India, speranza per i maròSi decide sul trasferimento dal carcere a guest house

Le autorità del Kerala decideranno se spostare Latorre e Girone dalla prigione di Trivandrum. Questa settimana verrà presentato il verbale d'accusa contro i marò

Un barlume di speranza per i marò. Dalle fonti ufficiali indiane e italiane trapela poco, ma oggi le autorità di polizia e carcerarie del Kerala si apprestano a prendere una decisione sull’opportunità o meno di spostare Massimilano Latorre e Salvatore Girone dalla prigione di Trivandrum a un luogo più appropriato, come una guest house. A riferirlo è il quotidiano The Hindu.

Il console generale a Mumbai, Giampaolo Cutillo, impegnato nel coordinamento degli sforzi italiani per risolvere la crisi, ha detto di "avere sentito che circolano notizie riguardanti una decisione favorevole a questa richiesta. Noi però non abbiamo ricevuto alcuna comunicazione e prenderemo contatto con la polizia e la direzione del sistema carcerario keralese per avere una risposta".

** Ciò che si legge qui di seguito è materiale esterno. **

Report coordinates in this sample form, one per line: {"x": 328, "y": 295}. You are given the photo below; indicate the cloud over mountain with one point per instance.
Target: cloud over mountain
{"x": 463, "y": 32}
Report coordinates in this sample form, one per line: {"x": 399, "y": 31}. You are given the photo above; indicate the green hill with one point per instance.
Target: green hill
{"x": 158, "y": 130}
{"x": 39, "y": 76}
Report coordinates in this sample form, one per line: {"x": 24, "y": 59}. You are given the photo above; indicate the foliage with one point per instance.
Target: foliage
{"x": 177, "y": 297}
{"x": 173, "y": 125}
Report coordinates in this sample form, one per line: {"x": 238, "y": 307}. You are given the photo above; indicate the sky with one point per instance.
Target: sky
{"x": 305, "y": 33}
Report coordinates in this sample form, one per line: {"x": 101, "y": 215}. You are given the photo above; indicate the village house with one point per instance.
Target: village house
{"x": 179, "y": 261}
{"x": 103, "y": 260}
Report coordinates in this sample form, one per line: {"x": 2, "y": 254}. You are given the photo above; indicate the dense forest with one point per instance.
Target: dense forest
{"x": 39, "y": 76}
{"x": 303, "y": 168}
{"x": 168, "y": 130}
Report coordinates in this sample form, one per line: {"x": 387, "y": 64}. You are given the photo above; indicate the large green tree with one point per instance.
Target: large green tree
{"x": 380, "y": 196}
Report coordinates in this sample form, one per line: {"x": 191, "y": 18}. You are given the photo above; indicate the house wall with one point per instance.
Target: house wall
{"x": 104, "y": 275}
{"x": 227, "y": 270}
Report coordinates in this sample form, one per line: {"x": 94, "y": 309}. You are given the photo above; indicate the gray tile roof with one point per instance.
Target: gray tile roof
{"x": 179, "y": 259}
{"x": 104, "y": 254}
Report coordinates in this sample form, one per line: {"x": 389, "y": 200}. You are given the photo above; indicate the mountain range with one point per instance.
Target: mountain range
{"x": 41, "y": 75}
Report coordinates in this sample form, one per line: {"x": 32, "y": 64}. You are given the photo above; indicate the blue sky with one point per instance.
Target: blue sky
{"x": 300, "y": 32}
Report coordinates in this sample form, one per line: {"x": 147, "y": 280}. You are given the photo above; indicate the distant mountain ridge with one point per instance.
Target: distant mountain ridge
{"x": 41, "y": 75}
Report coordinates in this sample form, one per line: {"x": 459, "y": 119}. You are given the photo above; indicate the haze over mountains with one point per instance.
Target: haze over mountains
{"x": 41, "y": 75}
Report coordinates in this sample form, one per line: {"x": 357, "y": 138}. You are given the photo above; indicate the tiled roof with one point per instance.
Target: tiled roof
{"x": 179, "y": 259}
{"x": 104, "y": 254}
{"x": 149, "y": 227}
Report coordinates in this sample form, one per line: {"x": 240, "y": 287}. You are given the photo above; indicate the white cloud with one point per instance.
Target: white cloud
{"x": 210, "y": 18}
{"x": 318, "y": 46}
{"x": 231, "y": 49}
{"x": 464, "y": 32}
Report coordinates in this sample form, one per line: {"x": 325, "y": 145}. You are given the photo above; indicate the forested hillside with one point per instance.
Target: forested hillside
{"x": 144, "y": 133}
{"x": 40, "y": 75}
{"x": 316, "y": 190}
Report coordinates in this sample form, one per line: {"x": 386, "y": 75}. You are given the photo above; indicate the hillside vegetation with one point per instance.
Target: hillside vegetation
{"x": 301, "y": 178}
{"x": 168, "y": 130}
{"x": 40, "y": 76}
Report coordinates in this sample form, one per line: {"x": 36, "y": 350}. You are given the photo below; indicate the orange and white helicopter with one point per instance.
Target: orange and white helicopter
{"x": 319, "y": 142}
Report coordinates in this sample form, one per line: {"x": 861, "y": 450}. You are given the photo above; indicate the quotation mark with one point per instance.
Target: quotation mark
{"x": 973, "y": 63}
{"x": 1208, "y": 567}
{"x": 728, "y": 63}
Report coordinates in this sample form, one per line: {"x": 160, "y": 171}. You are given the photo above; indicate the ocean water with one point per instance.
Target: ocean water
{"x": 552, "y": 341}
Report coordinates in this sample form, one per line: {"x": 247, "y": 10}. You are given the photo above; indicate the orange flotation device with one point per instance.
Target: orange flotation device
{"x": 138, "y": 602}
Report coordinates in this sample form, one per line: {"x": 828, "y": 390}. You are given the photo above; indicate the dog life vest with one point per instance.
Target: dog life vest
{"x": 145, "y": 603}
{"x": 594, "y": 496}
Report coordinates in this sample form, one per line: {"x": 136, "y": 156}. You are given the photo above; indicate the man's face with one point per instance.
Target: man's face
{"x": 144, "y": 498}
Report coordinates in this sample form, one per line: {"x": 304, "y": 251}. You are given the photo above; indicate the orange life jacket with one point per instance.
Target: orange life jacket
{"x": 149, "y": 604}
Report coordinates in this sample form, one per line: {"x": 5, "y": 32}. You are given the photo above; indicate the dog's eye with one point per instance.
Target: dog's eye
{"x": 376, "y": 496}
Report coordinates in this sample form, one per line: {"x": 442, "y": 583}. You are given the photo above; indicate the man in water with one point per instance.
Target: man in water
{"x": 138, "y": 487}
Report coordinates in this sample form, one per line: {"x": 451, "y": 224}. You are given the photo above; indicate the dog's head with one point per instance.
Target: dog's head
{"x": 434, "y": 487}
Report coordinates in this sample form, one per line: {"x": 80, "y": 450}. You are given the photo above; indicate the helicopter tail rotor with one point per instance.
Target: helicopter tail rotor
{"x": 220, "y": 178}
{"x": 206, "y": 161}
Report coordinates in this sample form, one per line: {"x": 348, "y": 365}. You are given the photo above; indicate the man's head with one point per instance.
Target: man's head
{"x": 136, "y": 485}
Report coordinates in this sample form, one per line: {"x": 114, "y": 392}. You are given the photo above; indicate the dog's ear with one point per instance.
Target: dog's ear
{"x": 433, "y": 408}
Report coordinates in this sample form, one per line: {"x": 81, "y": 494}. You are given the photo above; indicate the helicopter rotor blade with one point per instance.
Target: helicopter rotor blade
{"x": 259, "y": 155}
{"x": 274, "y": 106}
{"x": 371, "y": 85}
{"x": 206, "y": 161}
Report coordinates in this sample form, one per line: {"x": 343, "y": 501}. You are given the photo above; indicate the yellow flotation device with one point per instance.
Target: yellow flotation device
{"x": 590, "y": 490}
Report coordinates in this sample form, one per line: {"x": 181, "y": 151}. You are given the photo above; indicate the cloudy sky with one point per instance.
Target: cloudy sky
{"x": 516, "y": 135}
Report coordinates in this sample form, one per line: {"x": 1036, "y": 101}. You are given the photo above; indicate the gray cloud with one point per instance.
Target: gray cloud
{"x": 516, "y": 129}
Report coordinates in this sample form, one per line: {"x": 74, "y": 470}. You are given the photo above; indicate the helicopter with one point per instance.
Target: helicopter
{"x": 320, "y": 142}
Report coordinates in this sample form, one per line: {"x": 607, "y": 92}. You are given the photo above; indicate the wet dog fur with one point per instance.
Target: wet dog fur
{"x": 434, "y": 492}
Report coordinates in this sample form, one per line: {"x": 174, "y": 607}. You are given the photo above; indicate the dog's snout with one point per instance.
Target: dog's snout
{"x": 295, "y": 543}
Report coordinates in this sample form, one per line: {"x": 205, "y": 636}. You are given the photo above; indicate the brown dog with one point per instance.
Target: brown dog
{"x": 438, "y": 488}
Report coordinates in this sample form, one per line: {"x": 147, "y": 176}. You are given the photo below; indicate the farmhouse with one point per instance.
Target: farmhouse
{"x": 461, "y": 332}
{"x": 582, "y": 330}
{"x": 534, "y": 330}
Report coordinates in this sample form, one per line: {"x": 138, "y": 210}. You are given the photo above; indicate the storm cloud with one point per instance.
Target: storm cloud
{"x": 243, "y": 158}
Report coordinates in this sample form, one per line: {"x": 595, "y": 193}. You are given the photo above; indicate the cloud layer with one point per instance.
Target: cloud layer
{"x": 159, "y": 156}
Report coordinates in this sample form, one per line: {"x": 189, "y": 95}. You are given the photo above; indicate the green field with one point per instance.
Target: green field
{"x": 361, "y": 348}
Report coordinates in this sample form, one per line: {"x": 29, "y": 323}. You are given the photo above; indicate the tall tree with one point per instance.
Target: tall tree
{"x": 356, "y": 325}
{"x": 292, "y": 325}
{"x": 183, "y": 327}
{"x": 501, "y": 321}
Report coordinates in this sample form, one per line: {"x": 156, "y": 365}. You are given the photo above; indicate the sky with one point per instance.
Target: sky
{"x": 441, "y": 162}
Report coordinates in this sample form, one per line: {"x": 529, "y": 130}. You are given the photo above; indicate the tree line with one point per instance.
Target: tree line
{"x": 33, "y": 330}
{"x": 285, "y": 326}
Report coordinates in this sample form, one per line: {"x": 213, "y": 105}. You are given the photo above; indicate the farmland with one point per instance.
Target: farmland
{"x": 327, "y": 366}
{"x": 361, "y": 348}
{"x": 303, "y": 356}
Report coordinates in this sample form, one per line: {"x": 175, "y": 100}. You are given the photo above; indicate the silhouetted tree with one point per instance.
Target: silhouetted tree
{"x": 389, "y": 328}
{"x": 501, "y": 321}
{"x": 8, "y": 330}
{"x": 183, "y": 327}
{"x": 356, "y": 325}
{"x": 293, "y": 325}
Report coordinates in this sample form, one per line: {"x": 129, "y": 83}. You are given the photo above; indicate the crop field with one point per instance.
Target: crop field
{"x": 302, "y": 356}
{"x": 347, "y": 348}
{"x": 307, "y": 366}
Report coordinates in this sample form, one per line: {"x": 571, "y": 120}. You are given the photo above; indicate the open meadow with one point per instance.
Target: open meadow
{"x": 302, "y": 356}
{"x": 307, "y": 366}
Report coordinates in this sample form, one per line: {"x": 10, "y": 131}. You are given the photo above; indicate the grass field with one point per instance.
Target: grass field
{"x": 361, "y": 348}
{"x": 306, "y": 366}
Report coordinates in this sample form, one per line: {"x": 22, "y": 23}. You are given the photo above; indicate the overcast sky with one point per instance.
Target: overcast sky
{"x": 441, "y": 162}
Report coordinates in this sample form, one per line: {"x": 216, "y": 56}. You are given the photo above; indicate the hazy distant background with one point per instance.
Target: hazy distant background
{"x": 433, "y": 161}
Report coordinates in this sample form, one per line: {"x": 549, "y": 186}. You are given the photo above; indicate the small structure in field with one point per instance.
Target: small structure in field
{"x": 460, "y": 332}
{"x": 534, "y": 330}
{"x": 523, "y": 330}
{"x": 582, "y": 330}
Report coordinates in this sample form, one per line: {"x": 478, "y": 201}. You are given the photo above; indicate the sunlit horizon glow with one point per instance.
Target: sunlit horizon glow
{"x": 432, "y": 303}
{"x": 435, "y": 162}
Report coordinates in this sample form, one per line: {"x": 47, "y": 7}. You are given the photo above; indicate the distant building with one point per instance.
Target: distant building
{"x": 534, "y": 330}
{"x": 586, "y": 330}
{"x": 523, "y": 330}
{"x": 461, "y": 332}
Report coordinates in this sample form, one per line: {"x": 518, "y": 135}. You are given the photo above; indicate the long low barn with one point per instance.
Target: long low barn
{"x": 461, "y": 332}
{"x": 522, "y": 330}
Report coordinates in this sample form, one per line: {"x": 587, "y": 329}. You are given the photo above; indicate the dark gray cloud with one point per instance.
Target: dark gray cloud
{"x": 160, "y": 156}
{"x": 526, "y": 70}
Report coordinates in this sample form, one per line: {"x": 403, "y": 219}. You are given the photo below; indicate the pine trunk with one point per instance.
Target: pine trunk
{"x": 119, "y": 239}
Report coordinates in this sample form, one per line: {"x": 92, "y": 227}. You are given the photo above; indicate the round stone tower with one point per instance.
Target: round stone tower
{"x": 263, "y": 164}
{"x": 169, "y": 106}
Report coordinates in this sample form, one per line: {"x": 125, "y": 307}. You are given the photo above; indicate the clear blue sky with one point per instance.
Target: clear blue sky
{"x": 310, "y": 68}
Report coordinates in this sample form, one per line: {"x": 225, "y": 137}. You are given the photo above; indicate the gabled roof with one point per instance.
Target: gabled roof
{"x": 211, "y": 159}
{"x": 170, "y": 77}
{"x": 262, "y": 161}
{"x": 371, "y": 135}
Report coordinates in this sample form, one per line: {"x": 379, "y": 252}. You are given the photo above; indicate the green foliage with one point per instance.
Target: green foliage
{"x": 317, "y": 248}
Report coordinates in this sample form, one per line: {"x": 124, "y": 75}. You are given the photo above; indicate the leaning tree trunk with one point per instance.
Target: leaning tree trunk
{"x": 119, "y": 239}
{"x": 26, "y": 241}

A quanto si apprende, la delegazione italiana a Trivandrum sta incontrando le autorità di polizia e carcerarie, in vista di un annuncio che potrebbe avvenire in serata. Nella sua edizione online il giornale The Hindu spiega che la Corte Suprema ha dato alle autorità del Kerala il 9 maggio una settimana di tempo (che scade oggi) per rispondere alla richiesta italiana di trasferimento dei due.

Per questo il direttore generale della polizia del Kerala, Jacob Punnoose, incaricato di formalizzare una decisione che avrà importanti conseguenze, incontrerà il direttore generale aggiunto della polizia, responsabile per le prigioni, Alexander Jacob.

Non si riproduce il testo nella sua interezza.